De Castellucci en Charlie avant Golgotha Picnic


Depuis la mi-octobre, nos media ameutaient contre les « fondamentalistes chrétiens » qui, par leurs prières devant le Théâtre de la Ville et leurs incursions à l’intérieur de cette salle parisienne où ils déployaient des banderoles,  osaient perturber le bon déroulement des représentations de «Sur le concept du visage du fils de Dieu» (couvert in fine de matières fécales), pièce blasphématoire et d’ailleurs inepte de l’Italien Romeo Castellucci, auquel un sens aigu de la provoc’ tient lieu de génie. Quant au maire de Paris Bertrand Delanoë qui, bien que frère d’une religieuse dominicaine, exigeait l’arrêt manu militari de ces manifestations réparatrices et déposait plainte pour « outrage à la liberté artistique », il vouait aux gémonies ces obscurantistes et leur « terrorisme intellectuel », lui qui, lors de l’affaire des caricatures de Mahomet, avait pourtant affirmé « comprendre l’émotion » des musulmans insultés, dont il se disait « proche ».  Et le Conseil de Paris n’était pas en reste qui devait voter à une très large majorité (groupes « Communiste et élus du parti de gauche », « Europe Écologie – Les Verts et apparentés », « Socialiste, radical de gauche et apparentés » et « Union pour une Majorité de Progrès à Paris et apparentés », plus une élue centriste du XVIe arrondissement, Valérie Sachs) une résolution communiste condamnant les rassemblements de jeunes chrétiens, aimablement qualifiés de « hordes fascisantes ».

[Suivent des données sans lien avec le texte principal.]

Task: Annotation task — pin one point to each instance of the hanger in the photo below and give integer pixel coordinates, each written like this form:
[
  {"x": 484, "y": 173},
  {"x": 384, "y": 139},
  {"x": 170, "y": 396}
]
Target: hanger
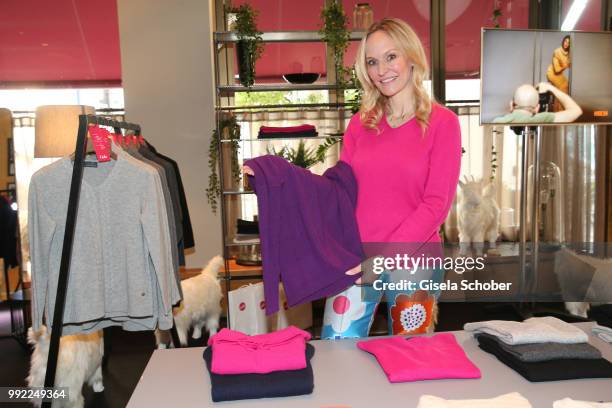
[{"x": 90, "y": 148}]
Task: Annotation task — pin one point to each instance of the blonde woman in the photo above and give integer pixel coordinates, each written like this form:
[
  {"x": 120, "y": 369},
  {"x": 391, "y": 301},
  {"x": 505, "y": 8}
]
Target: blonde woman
[
  {"x": 561, "y": 61},
  {"x": 405, "y": 152}
]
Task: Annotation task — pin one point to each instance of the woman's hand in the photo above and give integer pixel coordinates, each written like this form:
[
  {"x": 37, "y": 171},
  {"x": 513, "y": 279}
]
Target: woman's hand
[
  {"x": 248, "y": 170},
  {"x": 354, "y": 271}
]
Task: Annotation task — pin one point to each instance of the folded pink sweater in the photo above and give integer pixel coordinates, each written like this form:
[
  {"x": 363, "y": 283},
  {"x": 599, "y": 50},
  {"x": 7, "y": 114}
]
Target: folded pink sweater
[
  {"x": 237, "y": 353},
  {"x": 421, "y": 358}
]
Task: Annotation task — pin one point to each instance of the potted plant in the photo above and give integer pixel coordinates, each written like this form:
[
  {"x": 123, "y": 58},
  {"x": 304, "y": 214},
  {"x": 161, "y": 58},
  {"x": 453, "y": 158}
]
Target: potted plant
[
  {"x": 305, "y": 157},
  {"x": 335, "y": 33},
  {"x": 250, "y": 45},
  {"x": 228, "y": 129}
]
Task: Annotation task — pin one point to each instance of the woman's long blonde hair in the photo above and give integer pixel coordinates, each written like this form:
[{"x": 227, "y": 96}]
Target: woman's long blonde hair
[{"x": 373, "y": 103}]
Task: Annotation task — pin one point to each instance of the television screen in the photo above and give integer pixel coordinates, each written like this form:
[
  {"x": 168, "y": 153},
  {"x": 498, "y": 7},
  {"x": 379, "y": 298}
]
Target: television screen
[{"x": 543, "y": 77}]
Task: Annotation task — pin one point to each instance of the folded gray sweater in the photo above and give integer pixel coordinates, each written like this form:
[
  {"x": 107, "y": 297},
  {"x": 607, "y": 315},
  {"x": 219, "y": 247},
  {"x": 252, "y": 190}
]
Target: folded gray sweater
[
  {"x": 533, "y": 330},
  {"x": 548, "y": 351}
]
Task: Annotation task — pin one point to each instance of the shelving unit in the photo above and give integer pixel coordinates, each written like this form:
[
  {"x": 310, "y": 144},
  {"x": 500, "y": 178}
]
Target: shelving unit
[{"x": 225, "y": 89}]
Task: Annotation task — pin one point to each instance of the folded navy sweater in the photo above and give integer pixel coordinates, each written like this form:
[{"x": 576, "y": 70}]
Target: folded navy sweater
[
  {"x": 233, "y": 387},
  {"x": 308, "y": 231}
]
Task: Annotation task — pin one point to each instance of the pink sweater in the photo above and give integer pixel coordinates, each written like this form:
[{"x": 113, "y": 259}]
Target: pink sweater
[
  {"x": 421, "y": 358},
  {"x": 237, "y": 353},
  {"x": 406, "y": 181}
]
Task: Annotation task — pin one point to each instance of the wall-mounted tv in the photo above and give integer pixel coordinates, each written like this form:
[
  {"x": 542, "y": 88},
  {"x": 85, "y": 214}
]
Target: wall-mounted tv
[{"x": 544, "y": 77}]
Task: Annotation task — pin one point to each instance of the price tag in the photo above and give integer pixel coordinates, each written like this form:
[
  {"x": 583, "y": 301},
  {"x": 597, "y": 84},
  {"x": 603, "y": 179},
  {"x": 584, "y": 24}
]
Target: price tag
[{"x": 101, "y": 142}]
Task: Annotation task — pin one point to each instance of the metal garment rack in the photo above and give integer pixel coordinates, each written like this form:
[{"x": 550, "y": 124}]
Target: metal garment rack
[{"x": 73, "y": 203}]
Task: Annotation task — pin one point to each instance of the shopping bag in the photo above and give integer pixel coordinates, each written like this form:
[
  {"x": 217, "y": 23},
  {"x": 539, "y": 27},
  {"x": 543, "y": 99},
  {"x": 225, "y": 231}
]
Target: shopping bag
[{"x": 247, "y": 309}]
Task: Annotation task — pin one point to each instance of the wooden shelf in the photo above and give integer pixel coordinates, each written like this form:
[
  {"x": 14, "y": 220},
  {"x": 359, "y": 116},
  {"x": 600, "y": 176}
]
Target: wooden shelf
[
  {"x": 282, "y": 36},
  {"x": 235, "y": 270},
  {"x": 229, "y": 89}
]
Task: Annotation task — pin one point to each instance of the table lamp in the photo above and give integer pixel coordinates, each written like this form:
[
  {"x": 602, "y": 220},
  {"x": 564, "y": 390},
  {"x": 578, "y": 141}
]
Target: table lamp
[{"x": 56, "y": 129}]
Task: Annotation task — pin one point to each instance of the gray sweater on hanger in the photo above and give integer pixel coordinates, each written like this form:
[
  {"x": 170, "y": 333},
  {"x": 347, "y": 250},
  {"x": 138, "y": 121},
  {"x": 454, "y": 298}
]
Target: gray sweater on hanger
[{"x": 121, "y": 270}]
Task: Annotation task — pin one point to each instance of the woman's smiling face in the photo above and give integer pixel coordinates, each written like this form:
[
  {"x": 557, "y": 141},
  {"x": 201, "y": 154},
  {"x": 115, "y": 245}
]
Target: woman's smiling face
[{"x": 388, "y": 69}]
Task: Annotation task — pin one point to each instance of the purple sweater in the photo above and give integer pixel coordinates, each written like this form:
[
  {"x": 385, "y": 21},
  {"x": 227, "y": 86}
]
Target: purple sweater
[{"x": 309, "y": 235}]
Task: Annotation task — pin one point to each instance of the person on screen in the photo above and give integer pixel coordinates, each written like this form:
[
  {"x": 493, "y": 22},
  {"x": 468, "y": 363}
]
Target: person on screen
[
  {"x": 525, "y": 105},
  {"x": 560, "y": 62}
]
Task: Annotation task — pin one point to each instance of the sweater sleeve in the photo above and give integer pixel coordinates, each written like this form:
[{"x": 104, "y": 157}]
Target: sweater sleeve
[
  {"x": 41, "y": 228},
  {"x": 348, "y": 140},
  {"x": 154, "y": 220},
  {"x": 441, "y": 185}
]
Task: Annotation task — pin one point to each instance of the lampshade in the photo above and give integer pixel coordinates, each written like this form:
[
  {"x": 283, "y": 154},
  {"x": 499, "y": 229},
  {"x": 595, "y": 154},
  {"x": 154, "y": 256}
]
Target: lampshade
[{"x": 56, "y": 129}]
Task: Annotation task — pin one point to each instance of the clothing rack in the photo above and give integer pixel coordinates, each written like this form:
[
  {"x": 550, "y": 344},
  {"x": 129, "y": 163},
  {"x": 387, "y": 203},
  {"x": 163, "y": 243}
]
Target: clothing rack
[
  {"x": 73, "y": 202},
  {"x": 17, "y": 334}
]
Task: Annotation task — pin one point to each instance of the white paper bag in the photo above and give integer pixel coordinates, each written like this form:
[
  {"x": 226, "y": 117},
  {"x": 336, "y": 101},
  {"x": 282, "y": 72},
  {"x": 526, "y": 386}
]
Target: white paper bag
[
  {"x": 299, "y": 316},
  {"x": 247, "y": 309}
]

Las, dans la nuit du 1er au 2 novembre, patatras ! Ce n’est pas le Théâtre de la Ville qui sautait, mais le siège de Charlie Hebdo, dont l’équipement informatique et les fichiers sont anéantis. Et impossible en l’occurrence d’incriminer les « catholiques intégristes » de l’institut Civitas et de Saint-Nicolas du Chardonnet ni leurs « hordes fascisantes » . Ce sont les fondamentalistes musulmans, ulcérés par le dernier numéro, sous-titré Charia Hebdo, de la feuille pseudo satirique qui avaient frappé. Plus question de terrorisme intellectuel cette fois mais de terrorisme tout court, dont se désolait toute la classe politique française,  du Premier ministre François Fillon au sénateur sans-culotter Jean-Luc Mélanchon en passant par un Copé « révolté » et Claude Guéant aussitôt accouru sur les lieux pour inciter « tous les Français à se sentir solidaires » de Charlie Hebdo. Ce journal exprimant  « par son existence et par sa façon d’être la liberté de la presse», le ministre de l’Intérieur prenait l’engagement solennel que « les forces de police vont faire l’impossible pour trouver les auteurs de cette agression, comme les auteurs des menaces qui ont été proférées par la voie d’Internet ».

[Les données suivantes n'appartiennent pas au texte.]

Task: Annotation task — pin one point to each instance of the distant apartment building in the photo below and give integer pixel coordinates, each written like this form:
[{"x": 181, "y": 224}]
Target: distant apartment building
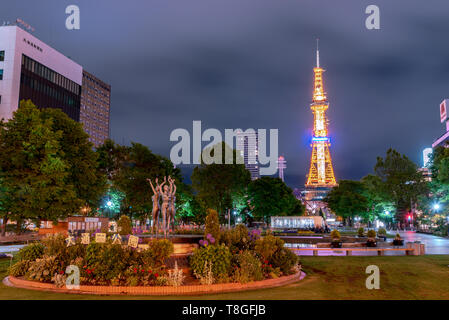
[
  {"x": 31, "y": 69},
  {"x": 95, "y": 108},
  {"x": 247, "y": 145}
]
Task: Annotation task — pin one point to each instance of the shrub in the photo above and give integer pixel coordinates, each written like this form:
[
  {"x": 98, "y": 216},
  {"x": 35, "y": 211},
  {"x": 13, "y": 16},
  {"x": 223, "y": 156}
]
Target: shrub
[
  {"x": 206, "y": 276},
  {"x": 20, "y": 268},
  {"x": 176, "y": 276},
  {"x": 138, "y": 275},
  {"x": 285, "y": 260},
  {"x": 238, "y": 239},
  {"x": 55, "y": 245},
  {"x": 248, "y": 267},
  {"x": 361, "y": 232},
  {"x": 31, "y": 252},
  {"x": 43, "y": 269},
  {"x": 371, "y": 234},
  {"x": 212, "y": 225},
  {"x": 158, "y": 252},
  {"x": 335, "y": 234},
  {"x": 105, "y": 261},
  {"x": 267, "y": 246},
  {"x": 124, "y": 225},
  {"x": 219, "y": 258}
]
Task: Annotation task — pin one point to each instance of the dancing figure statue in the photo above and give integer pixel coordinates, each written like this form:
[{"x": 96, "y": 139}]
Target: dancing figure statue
[
  {"x": 156, "y": 208},
  {"x": 171, "y": 207},
  {"x": 165, "y": 195}
]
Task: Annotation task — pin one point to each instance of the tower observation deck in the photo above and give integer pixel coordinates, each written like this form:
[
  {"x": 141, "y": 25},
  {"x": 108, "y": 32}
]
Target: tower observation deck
[{"x": 321, "y": 172}]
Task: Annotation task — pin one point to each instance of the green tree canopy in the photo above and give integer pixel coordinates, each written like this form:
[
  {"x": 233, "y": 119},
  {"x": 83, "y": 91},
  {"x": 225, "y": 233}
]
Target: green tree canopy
[
  {"x": 401, "y": 182},
  {"x": 34, "y": 169},
  {"x": 347, "y": 200},
  {"x": 220, "y": 186},
  {"x": 272, "y": 197}
]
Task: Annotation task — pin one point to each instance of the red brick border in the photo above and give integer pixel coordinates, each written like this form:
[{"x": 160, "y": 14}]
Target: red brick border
[{"x": 159, "y": 291}]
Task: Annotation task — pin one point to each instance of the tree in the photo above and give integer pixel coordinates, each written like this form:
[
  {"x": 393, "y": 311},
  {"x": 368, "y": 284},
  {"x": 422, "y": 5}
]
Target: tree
[
  {"x": 400, "y": 181},
  {"x": 4, "y": 207},
  {"x": 347, "y": 200},
  {"x": 35, "y": 174},
  {"x": 77, "y": 153},
  {"x": 218, "y": 186},
  {"x": 272, "y": 197},
  {"x": 379, "y": 205}
]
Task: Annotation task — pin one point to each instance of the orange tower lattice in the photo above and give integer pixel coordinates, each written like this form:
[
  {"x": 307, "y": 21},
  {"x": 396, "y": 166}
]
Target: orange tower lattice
[{"x": 321, "y": 172}]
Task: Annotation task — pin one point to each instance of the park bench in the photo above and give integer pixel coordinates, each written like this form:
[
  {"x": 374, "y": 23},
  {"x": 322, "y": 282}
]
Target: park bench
[{"x": 380, "y": 251}]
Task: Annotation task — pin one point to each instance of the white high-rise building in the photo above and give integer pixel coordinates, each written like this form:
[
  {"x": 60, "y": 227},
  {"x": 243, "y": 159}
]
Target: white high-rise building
[
  {"x": 247, "y": 145},
  {"x": 31, "y": 69}
]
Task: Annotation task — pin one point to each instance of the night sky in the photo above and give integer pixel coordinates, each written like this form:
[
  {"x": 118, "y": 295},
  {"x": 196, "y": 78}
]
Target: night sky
[{"x": 248, "y": 64}]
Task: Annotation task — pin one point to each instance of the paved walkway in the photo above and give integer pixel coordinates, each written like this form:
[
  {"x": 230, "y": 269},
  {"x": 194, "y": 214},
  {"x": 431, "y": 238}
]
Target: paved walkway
[{"x": 434, "y": 244}]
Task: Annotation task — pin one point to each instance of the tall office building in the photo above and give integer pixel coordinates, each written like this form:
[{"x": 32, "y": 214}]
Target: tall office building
[
  {"x": 30, "y": 69},
  {"x": 247, "y": 145},
  {"x": 443, "y": 141},
  {"x": 95, "y": 107}
]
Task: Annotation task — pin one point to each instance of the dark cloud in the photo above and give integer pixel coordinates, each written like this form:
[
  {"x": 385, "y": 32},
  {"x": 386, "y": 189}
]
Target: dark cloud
[{"x": 249, "y": 64}]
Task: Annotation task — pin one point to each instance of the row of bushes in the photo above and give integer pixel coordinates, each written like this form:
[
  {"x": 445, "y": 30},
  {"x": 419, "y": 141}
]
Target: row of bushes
[
  {"x": 240, "y": 255},
  {"x": 99, "y": 263}
]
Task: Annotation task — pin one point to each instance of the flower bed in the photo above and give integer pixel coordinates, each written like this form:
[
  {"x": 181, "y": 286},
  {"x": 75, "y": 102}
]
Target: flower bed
[
  {"x": 236, "y": 256},
  {"x": 182, "y": 290}
]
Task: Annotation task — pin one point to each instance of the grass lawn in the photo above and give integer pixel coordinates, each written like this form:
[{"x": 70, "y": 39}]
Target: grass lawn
[{"x": 401, "y": 277}]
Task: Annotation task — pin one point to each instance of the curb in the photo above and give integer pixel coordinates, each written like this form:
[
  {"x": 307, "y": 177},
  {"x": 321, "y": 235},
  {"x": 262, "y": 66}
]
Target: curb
[{"x": 156, "y": 291}]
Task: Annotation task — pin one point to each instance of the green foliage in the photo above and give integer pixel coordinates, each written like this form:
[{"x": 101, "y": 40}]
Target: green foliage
[
  {"x": 33, "y": 167},
  {"x": 371, "y": 234},
  {"x": 76, "y": 151},
  {"x": 335, "y": 234},
  {"x": 347, "y": 200},
  {"x": 285, "y": 260},
  {"x": 20, "y": 268},
  {"x": 267, "y": 246},
  {"x": 400, "y": 181},
  {"x": 56, "y": 246},
  {"x": 212, "y": 225},
  {"x": 247, "y": 267},
  {"x": 219, "y": 258},
  {"x": 124, "y": 225},
  {"x": 31, "y": 252},
  {"x": 220, "y": 186},
  {"x": 158, "y": 252},
  {"x": 272, "y": 197},
  {"x": 237, "y": 239},
  {"x": 361, "y": 232},
  {"x": 43, "y": 269},
  {"x": 106, "y": 261}
]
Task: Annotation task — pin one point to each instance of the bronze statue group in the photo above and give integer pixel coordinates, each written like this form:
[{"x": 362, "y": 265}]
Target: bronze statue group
[{"x": 166, "y": 210}]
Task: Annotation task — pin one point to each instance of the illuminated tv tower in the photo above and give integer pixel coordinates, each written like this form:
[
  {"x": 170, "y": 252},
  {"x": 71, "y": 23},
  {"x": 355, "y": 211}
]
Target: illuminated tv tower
[{"x": 321, "y": 172}]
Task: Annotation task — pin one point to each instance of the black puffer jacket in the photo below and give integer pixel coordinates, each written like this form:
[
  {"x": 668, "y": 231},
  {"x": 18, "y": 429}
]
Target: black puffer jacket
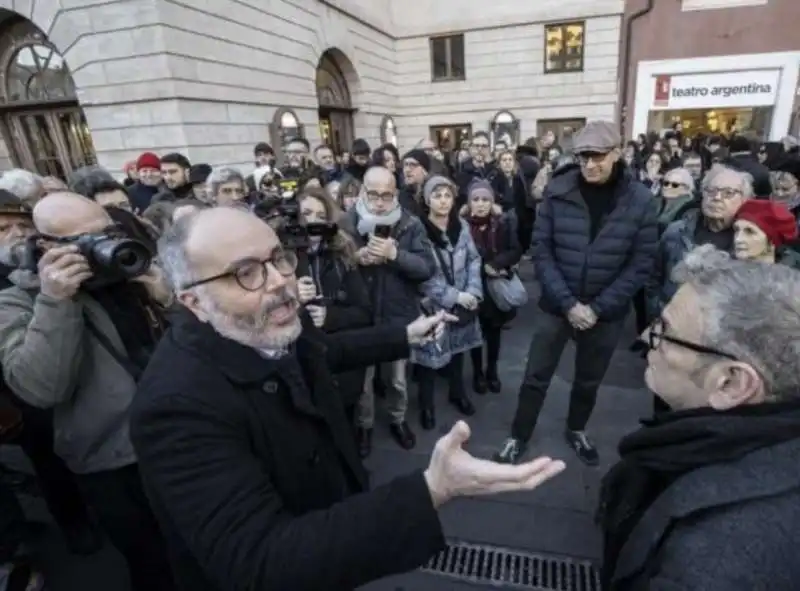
[{"x": 604, "y": 273}]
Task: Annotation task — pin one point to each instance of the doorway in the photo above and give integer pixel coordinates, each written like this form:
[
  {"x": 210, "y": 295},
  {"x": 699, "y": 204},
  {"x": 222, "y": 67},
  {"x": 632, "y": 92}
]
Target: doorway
[
  {"x": 335, "y": 104},
  {"x": 41, "y": 122}
]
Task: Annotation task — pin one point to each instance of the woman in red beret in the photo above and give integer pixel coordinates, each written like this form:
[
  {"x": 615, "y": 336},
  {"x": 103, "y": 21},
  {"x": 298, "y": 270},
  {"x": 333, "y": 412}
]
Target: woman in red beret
[{"x": 762, "y": 230}]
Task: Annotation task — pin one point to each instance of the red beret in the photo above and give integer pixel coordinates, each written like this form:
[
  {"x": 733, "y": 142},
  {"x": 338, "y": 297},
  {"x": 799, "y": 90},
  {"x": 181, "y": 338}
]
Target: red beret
[
  {"x": 774, "y": 219},
  {"x": 148, "y": 160}
]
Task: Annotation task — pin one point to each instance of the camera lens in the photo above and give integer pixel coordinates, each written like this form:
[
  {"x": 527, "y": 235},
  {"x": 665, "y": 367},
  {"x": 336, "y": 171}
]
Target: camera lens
[{"x": 128, "y": 258}]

Une telle unanimité dans l’indignation vertueuse ne manquera pas d’étonner ceux qui se souviennent de l’indifférence, voire de la joie mauvaise, avec laquelle furent accueillis dans les années 70 de l’autre siècle les attentats (gauchistes) à répétition contre les hebdomadaires Rivarol et Minute, sans parler de la destruction totale dans le XVème arrondissement de Paris de l’appartement de Jean-Marie Le Pen et des logements voisins où l’on frôla le drame, un bébé étant projeté dans le vide du troisième étage par le souffle de l’explosion. Est-il besoin de préciser que les auteurs de tous ces forfaits ne furent jamais identifiés ni a fortiori inquiétés… et que leurs victimes n’ont jamais bénéficié de la protection policière aujourd’hui si généreusement offerte aux vedettes de Charlie ?

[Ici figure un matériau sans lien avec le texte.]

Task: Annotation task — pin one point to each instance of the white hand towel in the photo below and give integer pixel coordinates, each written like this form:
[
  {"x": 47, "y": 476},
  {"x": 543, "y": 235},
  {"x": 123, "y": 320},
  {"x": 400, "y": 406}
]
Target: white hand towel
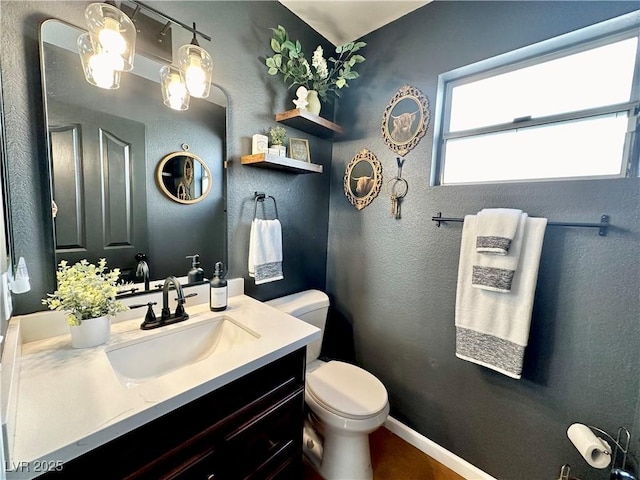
[
  {"x": 492, "y": 329},
  {"x": 496, "y": 272},
  {"x": 496, "y": 229},
  {"x": 265, "y": 251}
]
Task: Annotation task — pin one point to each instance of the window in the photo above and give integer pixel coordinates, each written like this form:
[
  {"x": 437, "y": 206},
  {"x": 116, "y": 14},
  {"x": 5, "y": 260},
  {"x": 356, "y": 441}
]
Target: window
[{"x": 563, "y": 108}]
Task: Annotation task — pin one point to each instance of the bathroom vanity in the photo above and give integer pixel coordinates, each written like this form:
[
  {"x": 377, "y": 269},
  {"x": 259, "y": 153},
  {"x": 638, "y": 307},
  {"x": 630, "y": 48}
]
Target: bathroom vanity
[{"x": 234, "y": 412}]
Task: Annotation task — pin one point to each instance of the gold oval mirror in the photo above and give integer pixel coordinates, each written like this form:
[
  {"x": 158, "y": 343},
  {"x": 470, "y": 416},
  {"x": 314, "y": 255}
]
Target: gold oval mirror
[
  {"x": 184, "y": 177},
  {"x": 405, "y": 120},
  {"x": 363, "y": 179}
]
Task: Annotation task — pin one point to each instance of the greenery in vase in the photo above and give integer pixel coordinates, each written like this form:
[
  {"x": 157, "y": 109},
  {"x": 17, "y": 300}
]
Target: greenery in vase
[
  {"x": 278, "y": 135},
  {"x": 325, "y": 77},
  {"x": 85, "y": 291}
]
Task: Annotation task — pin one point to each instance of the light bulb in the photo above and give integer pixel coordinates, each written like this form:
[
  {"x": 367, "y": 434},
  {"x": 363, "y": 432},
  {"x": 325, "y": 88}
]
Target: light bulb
[
  {"x": 110, "y": 38},
  {"x": 197, "y": 66},
  {"x": 195, "y": 77},
  {"x": 177, "y": 92},
  {"x": 101, "y": 71}
]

Mais sans doute, réputés fâchos, les organes visés et Le Pen lui-même n’avaient-ils que ce qu’ils méritaient alors que, de pouvoir de gauche en pouvoir de droite, Charlie est sacré. En juin 2009, son ancien directeur Philippe Val n’a-t-il pas d’ailleurs été débauché et promu par Nicolas Sarkozy directeur de France Inter ? Poste prestigieux — et officiel — s’il en est.